What is earnest MoneyIf you have ever purchased a home before, you are likely to be familiar with the term “earnest money”, but not its definition or purpose. So, what is earnest money? Sometimes, what it signifies, and what the amount means, can be a little vague. To make a long story short, the purpose of earnest money is to serve as a deposit on a home you want to buy, and to show the sellers your earnest intent on purchasing the house. It is an initial investment in the purchase of a home.

Typically, the seller specifies the minimum amount of earnest money required for the purchase of the home. When that happens, it makes the whole process easier. But other times, the buyer is required to offer an unspecified amount and this leaves many people with the looming question, “How much earnest money should I put down?” In reality, it depends on the strength of the market. A lot of home sellers will look at the earnest money amount and gauge the buyer’s financially stability. In a weak real estate market where buyers have all the power, sellers cannot be too picky and cannot read too much into the amount offered. In this case, $500-$1000 might be enough.

However, in a stronger market where sellers are receiving dozens of offers, a buyer wants to extend extra-earnest in order to ease any seller worries. While 1% of the purchase price is usually enough, if you have your heart set on a certain property, offering upwards of 2-3% can help tilt the scale in your favor.
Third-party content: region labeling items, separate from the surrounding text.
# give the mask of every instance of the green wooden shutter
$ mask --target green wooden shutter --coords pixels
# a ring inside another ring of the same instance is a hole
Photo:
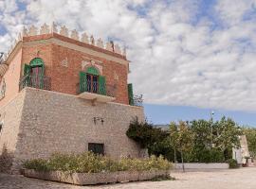
[[[106,94],[106,80],[105,77],[99,76],[99,94]]]
[[[24,64],[24,76],[28,76],[30,74],[30,66],[28,64]]]
[[[80,72],[79,73],[79,77],[80,77],[80,83],[79,83],[79,89],[80,93],[85,92],[87,87],[87,82],[86,82],[86,73],[85,72]]]
[[[129,97],[129,104],[134,105],[134,92],[133,92],[133,84],[128,84],[128,97]]]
No matter the amount offered, many buyers still come back to the looming question of what is earnest money and what happens to it. Like most deposits, the money will go towards the final down payment and closing costs. If, for some reason, the contract on the house falls through, the buyer is usually entitled to a refund on the earnest money, up to a certain point. If you are feeling a little buyer’s remorse after submitting your earnest money, be sure to communicate with your realtor about when the earnest money “goes hard”, or becomes non-refundable. This usually happens once all parties are in agreement of the contract and all inspection items have cleared.

Just remember that earnest money is a statement of how earnest you are in purchasing the property and serves as a deposit. In a seller-dominated market, an earnest money amount can help juice up an offer and push you closer to the house of your dreams! And be sure to keep in mind that your realtor is an expert and is best to offer advice on how much earnest money will help you close the deal.